Les bourreaux volontaires de Hitler
de Daniel Jonah Goldhagen

critiqué par Oburoni, le 31 août 2013
(Waltham Cross - 41 ans)


La note:  étoiles
Tous Nazis
Pavé dans la mare, ce livre de Daniel J. Goldhagen fit son scandale à sa sortie en 1996. C'est que, pour l'auteur l'Holocauste ne fut pas le produit du nazisme per se mais, de la société allemande en générale -dont les Nazis ne firent qu'exploiter l'antisémitisme déjà virulent. Se penchant ici sur le cas des perpétrateurs, il veut montrer que ces derniers, contrairement aux idées reçues et les défenses avancées par les meurtriers eux-mêmes, ne furent pas les victimes apeurées et dépourvues de choix d'un régime répressif brutal mais, au contraire, les complices volontaires et actifs de cette vaste entreprise de destruction. Comme il le souligne (nous bassine) à maintes reprises, l'Holocauste fut ''une entreprise allemande, les décisions, plans, ressources et la majorité de ses exécutants allemands''.
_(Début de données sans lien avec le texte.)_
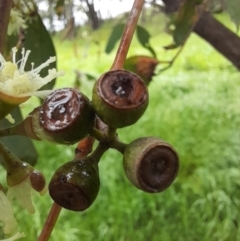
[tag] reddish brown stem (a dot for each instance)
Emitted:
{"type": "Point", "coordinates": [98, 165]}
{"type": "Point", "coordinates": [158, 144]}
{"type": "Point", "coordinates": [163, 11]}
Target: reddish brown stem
{"type": "Point", "coordinates": [5, 8]}
{"type": "Point", "coordinates": [127, 35]}
{"type": "Point", "coordinates": [84, 147]}
{"type": "Point", "coordinates": [50, 222]}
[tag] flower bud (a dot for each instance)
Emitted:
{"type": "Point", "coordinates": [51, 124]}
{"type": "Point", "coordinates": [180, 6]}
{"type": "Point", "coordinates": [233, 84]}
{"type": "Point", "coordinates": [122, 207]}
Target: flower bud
{"type": "Point", "coordinates": [8, 103]}
{"type": "Point", "coordinates": [120, 98]}
{"type": "Point", "coordinates": [150, 164]}
{"type": "Point", "coordinates": [75, 185]}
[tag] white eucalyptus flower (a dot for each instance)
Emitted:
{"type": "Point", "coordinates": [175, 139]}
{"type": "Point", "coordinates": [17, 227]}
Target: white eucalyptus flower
{"type": "Point", "coordinates": [16, 22]}
{"type": "Point", "coordinates": [14, 81]}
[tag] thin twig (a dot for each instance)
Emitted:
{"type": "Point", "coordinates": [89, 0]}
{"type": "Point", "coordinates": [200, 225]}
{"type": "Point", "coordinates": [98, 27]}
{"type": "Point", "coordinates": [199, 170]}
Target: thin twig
{"type": "Point", "coordinates": [127, 35]}
{"type": "Point", "coordinates": [5, 9]}
{"type": "Point", "coordinates": [50, 222]}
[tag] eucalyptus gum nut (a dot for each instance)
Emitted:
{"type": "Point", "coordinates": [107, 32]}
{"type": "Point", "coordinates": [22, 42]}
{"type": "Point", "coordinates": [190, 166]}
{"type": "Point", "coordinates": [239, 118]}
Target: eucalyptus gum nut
{"type": "Point", "coordinates": [150, 164]}
{"type": "Point", "coordinates": [37, 180]}
{"type": "Point", "coordinates": [119, 98]}
{"type": "Point", "coordinates": [75, 185]}
{"type": "Point", "coordinates": [66, 115]}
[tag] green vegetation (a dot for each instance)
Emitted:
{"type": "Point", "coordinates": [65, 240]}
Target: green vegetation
{"type": "Point", "coordinates": [195, 107]}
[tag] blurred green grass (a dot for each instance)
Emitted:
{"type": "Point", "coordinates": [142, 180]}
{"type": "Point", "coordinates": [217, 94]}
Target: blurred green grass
{"type": "Point", "coordinates": [195, 107]}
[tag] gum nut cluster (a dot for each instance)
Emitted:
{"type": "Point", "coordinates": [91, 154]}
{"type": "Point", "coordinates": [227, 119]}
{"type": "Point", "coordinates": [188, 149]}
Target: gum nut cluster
{"type": "Point", "coordinates": [120, 98]}
{"type": "Point", "coordinates": [150, 164]}
{"type": "Point", "coordinates": [65, 117]}
{"type": "Point", "coordinates": [75, 185]}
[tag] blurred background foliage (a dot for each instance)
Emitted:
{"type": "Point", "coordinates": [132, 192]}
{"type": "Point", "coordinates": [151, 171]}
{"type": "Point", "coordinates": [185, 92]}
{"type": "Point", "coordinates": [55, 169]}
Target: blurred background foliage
{"type": "Point", "coordinates": [194, 106]}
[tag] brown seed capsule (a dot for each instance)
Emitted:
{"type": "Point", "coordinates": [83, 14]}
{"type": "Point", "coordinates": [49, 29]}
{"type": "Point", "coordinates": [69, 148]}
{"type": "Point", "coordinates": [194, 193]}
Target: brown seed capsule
{"type": "Point", "coordinates": [150, 164]}
{"type": "Point", "coordinates": [120, 98]}
{"type": "Point", "coordinates": [65, 117]}
{"type": "Point", "coordinates": [75, 185]}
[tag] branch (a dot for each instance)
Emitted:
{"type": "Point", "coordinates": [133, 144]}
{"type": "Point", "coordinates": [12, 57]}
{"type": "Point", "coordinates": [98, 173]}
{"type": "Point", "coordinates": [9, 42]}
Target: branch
{"type": "Point", "coordinates": [127, 35]}
{"type": "Point", "coordinates": [215, 33]}
{"type": "Point", "coordinates": [5, 9]}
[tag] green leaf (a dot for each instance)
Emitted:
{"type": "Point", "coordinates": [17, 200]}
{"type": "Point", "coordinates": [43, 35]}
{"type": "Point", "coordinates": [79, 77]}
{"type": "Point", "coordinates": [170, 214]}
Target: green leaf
{"type": "Point", "coordinates": [21, 146]}
{"type": "Point", "coordinates": [144, 37]}
{"type": "Point", "coordinates": [232, 7]}
{"type": "Point", "coordinates": [38, 40]}
{"type": "Point", "coordinates": [114, 37]}
{"type": "Point", "coordinates": [59, 8]}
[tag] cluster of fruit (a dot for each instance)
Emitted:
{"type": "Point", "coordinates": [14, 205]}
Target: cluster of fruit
{"type": "Point", "coordinates": [66, 116]}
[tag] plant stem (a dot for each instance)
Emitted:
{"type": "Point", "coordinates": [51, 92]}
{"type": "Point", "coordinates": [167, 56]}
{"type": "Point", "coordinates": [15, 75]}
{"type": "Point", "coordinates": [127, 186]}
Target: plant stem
{"type": "Point", "coordinates": [98, 152]}
{"type": "Point", "coordinates": [50, 222]}
{"type": "Point", "coordinates": [118, 145]}
{"type": "Point", "coordinates": [127, 35]}
{"type": "Point", "coordinates": [5, 9]}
De l'antisémitisme démonologique chrétien au racisme scientifique, le tout se superposant à l'idée du ''Volk'' indissociable des notions de race et de sang, il souligne comment l'évolution de la pensée allemande mena à l'acceptance, largement répandue parmi tous les bords de la société, d'une question juive (Judenfrage) bien particulière : l'incompatibilité d'être Juif et allemand et, l'idée du Juif comme étant une menace au Volk. Couplée avec les évènements bien précis qui frappèrent de plein fouet l'Allemagne suite à la Première Guerre mondiale (le Traité de Versailles, les échecs de la République de Weimar, la crise de 1929) une telle pensée ne pouvait mener qu'à une seule logique : le Juif comme bouc-émissaire à tous les problèmes; son élimination comme Solution Finale aux dits problèmes.

Si une telle thèse (Sonderwerg), selon laquelle le Nazisme n'a pu émerger qu'en Allemagne à cause de conditions historiques bien précises n'est pas neuve, l'auteur n'y va pas ici avec le dos de la cuillère; pire, il en fait une caricature grossière en pointant l'ensemble du peuple allemand du doigt. En effet, il cherche en fait à démontrer que, sans un antisémitisme éliminationiste latent jamais les Nazis n'auraient pu mettre en place l'Holocauste de manière aussi efficace et meurtrière. Au-delà, pour lui l'établissement des chambres à gaz ne fut pas le fruit du chaos engendré par l'échec des campagnes militaires sur le front de l'est (comme il est couramment admis par la majorité des historiens actuels) mais, l'ultime étape d'un processus logique et clairement intentionnel depuis longtemps d'éradiquer les Juifs. Pour Goldhagen en somme, l'Holocauste était ce que les Nazis ont toujours voulu, ce que le peuple allemand dans son ensemble souhaitait et, que seule la conquête de l'Europe rendit pratique à mettre en place.

Alors, l'aspect répétitif du tout est franchement barbant. Surtout, tirer des conclusions sur le comportement de tout un peuple en général, non seulement à partir de simples exemples tirés de cas extrêmes (les Batallion de Police sur le front de l'est etc.) mais, surtout, sans dire un mot sur ce qui pourrait servir de contre-arguments (combien d'allemands emprisonnés à Dachau ? Combien de voix en exil ? Pourquoi minimiser les mesures disciplinaires brutales mises en place au sein de l'armée ? etc.) fait de sa thèse une grossière caricature. C'est dommage parce que, il faut avouer que son idée d'antisémitisme éliminationiste répandu au point de servir les intérêts d'une idéologie totalitaire a de quoi séduire. En tous cas, l'apathie générale face aux lois de Nuremberg ou, encore, la Nuit de Cristal laissera songeur.

En somme, si Goldhagen n'aide pas trop à expliquer l'Holocauste (mais est-ce seulement possible ?) son livre reste à lire absolument, ne serait-ce que parce qu'il démontre qu'il n'y a rien de tel qu'un racisme ''bénin'' -certains préjugés, intelligemment exploités politiquement, peuvent porter en eux les germes à des entreprises plus vastes et macabres. Une lecture certes agaçante pour ses clichés mais, malgré tout dérangeante et glaçante.